Kurdish militia advanced Sunday to the gates of a strategic jihadist-held town on Syria’s northern border with Turkey amid fierce fighting with the Islamic State group, a local commander told AFP.
“The clashes are ongoing now on the eastern edges of Tel Abyad, 50 metres (yards) from the town.

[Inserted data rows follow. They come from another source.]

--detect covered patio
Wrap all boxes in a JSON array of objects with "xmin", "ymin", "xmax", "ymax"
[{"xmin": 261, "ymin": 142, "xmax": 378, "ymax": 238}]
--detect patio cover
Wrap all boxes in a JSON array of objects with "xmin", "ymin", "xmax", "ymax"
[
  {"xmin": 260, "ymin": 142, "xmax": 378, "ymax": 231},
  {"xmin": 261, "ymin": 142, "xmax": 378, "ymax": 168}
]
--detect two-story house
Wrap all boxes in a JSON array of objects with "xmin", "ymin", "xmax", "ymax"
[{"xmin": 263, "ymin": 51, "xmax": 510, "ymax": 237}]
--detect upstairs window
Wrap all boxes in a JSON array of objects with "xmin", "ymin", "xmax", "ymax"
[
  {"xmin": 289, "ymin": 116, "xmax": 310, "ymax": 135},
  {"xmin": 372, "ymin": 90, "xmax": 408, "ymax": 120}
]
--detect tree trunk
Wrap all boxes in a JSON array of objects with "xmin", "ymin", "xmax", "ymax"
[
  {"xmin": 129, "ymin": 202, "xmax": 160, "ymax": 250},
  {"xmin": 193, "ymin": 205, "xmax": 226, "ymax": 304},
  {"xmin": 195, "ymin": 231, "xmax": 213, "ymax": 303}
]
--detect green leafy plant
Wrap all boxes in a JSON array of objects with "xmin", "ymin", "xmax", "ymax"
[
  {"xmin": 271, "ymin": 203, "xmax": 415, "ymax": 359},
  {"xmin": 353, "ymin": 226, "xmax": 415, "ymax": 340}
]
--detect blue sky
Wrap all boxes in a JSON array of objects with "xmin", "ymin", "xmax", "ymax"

We are fighting for control of the first checkpoint,” said Hussein Khojer, a commander with the Kurdish People’s Protection Units (YPG).
Tel Abyad lies in Syrian Kurdistan region on the Syrian-Turkish border and is used by IS as a gateway from Turkey into its bastion province of Raqa.
“This advance comes after three days of very fierce fighting in the area,” Khojer said, adding that several Syrian rebel factions were fighting alongside the YPG.
The Syrian Observatory for Human Rights confirmed the advance, telling AFP that the YPG had reached the town’s southeastern edges.
“They have reached the southeastern entrance of Tel Abyad, but they have not entered the town yet,” said Observatory head Rami Abdel Rahman.
Both Khojer and Abdel Rahman said that IS fighters had attempted to halt the Kurdish offensive by blowing up two bridges just outside Tel Abyad.
“IS blew up the al-Jallab bridge southeast of Tel Abyad, but the water isn’t deep — so the Kurdish fighters just waded across,” Abdel Rahman said.
He said anti-IS forces had yet to push further southwest of the town.
Kurdish militia have been backed by air strikes by the US-led coalition fighting IS in Iraq and Syria.